Multi-agent AI systems show promise for automating software engineering tasks, yet existing approaches suffer from coordination overhead, quality control gaps, and limited human oversight. We introduce SPOQ (Specialist Orchestrated Queuing), a methodology combining three innovations: (1) wave-based topological dispatch that computes parallel execution waves from task dependency graphs; (2) dual validation gates applying quality metrics before execution (planning validation) and after (code validation) to reduce rework cycles; and (3) Human-as-an-Agent (HaaA) integration, where a human specialist participates in decomposition and can be consulted during execution. SPOQ uses a three-tier agent hierarchy (Opus workers, Sonnet reviewers, Haiku investigators) to optimize cost-quality tradeoffs. We evaluate SPOQ through four experiments. Experiment 1: wave dispatch approaches the critical-path lower bound (ratio 1.03--1.11, speedup up to 14.3x); on a 2-slot local backend it delivers a stable 1.4x speedup. Experiment 2: SPOQ improves planning coverage from 93.0 to 99.75, eliminates cyclic plans, and lifts parallelism from 31.0 to 75.25. Experiment 3: dual validation reduces defects from 0.34 to 0.20 per task and lifts test pass rate from 91.25% to 99.75%. Experiment 4: human review reduces residual defects from 0.47 to 0.03 per task. Results are replicated on a locally hosted open-weights model (Qwen3.6-35B-A3B), verifying gains are attributable to orchestration rather than any specific model. A longitudinal study across 17 repositories, 8,589 commits, 1,822 tasks, and 13,866 tests (99.87% pass rate) provides ecological validation.
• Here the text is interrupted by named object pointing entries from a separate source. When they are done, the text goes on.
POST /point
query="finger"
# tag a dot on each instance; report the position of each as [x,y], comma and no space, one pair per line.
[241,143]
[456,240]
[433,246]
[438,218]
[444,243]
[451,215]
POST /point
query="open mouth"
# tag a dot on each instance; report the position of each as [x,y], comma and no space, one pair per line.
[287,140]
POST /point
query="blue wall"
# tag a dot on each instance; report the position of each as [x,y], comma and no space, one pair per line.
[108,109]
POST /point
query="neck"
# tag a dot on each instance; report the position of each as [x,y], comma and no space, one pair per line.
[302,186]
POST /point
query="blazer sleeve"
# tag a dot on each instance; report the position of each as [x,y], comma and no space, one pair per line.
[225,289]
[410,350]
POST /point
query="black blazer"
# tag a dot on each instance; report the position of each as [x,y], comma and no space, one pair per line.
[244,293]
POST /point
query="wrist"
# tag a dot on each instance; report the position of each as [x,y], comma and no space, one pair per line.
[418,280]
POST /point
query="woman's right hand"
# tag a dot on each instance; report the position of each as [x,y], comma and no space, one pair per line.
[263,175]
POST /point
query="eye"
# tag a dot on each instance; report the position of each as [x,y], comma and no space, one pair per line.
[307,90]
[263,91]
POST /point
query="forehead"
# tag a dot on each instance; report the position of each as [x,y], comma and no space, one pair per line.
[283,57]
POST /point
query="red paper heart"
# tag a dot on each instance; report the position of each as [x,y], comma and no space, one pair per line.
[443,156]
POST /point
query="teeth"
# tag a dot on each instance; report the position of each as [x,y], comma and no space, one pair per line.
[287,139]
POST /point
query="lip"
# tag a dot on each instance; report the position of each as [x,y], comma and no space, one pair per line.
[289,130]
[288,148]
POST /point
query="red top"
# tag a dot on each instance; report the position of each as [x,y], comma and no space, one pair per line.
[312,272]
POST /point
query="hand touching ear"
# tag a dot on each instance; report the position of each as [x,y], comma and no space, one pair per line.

翻译：多智能体AI系统在自动化软件工程任务方面展现出潜力，但现有方法存在协调开销大、质量控制缺失及人工监督有限等问题。我们提出SPOQ（专业化编排队列）方法，该技术整合三项创新：（1）基于波次的拓扑调度——从任务依赖图中计算并行执行波次；（2）双重验证门控——在执行前（规划验证）与执行后（代码验证）应用质量指标以减少返工循环；（3）人类即智能体（HaaA）集成——人类专家参与任务分解并在执行过程中提供咨询。SPOQ采用三层智能体层级结构（Opus工作者、Sonnet评审者、Haiku调查者）以优化成本与质量权衡。我们通过四项实验评估SPOQ。实验1：波次调度接近关键路径下界（比值1.03–1.11，加速比最高达14.3倍）；在2槽位本地后端上稳定实现1.4倍加速。实验2：SPOQ将规划覆盖率从93.0提升至99.75，消除循环规划，并行度从31.0提高至75.25。实验3：双重验证将每任务缺陷数从0.34降至0.20，测试通过率从91.25%提升至99.75%。实验4：人工审查将每任务残留缺陷数从0.47降至0.03。基于本地开源模型（Qwen3.6-35B-A3B）的复现实验验证了性能提升归因于编排机制而非特定模型。跨越17个代码仓库、8,589次提交、1,822项任务及13,866项测试（通过率99.87%）的纵向研究提供了生态效度验证。